Still, I don't complain, I just go along with it and as soon as the agent motioned for me to move on, I was off at a brisk pace to gather my things and skedaddle into the waiting area.
There were some tears, but I mostly kept them in check because it was extremely crowded. After sitting for a while, playing on my phone and organizing my carry on stuff, I couldn't stay away from the shops any longer, and headed off to WH Smith, and...oh, lovely...Cath Kidston.
|Want. All. The. Things.|
So, yeah, a little while later, I was back for the wallet. I said it in another post, and I'll say it again: this trip was always supposed to be a little over-the-top (and, for the record, I did not rack up any credit card debt that wasn't immediately paid off on my return, and I didn't dip into my savings, either--this was entirely funded by money I'd set aside in my checking account).
Before I knew it, my flight had a gate assignment, and I started the long hike (this is Heathrow, after all) to the gate for boarding.
|Another duck-on-head-in-the-plane selfie. Look|
how TIRED I looked (my eyes are the big tell).
All I could do was laugh--when I left London in August 2005, we were an hour behind schedule due to a technical glitch on the airplane, and then some possible improperly-loaded luggage.
|Waiting, waiting, waiting...|
But eventually, we had our clearance, and the plane lumbered towards the runway and started roaring to life. As it hit me--in the gut--that I was really, truly leaving England, the tears came, and this time, it was unabashed sobbing, and quiet whispering. "I won't stay away so long. Goodbye...I will see you again soon."
(I had a row to myself, for the record.)
(Though, I sobbed like that in August 2005 and I was stuck with two other people then, so who cares, right?)
The flight was long--an hour longer than going to London, because we were flying against the jet stream. It was surprisingly free of turbulence, for the most part. I watched several movies--Straight Outta Compton, Everest, and The Martian--dozing at a few key spots. Don't worry, I woke up in time to see Matt Damon reunited with his fellow astronauts.

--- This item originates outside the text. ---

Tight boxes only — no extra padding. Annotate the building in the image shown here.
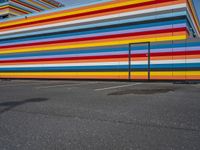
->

Eleven hours is a long time to sit in a tin can--especially with an asshole in front of you who leans his seat back all the way into the flight, then glares at you every time you get up to use the lavatory and grab the top of his seat and...heave...yourself...up...as...obnoxiously...as...possible.
Dude, you deserved it. Even short girls need some leg room.
Anyway, eleven hours. Long flight. By the time we were finally descending over the Bay Area, and I caught glimpses of familiar landmarks, like the San Rafael Bridge, the Bay Bridge, and even my favorite bridge of all--the Golden Gate--I was so happy to finally be almost home that I couldn't feel sad anymore.
Yes, there's a piece of my heart in London...but California gets its share, too.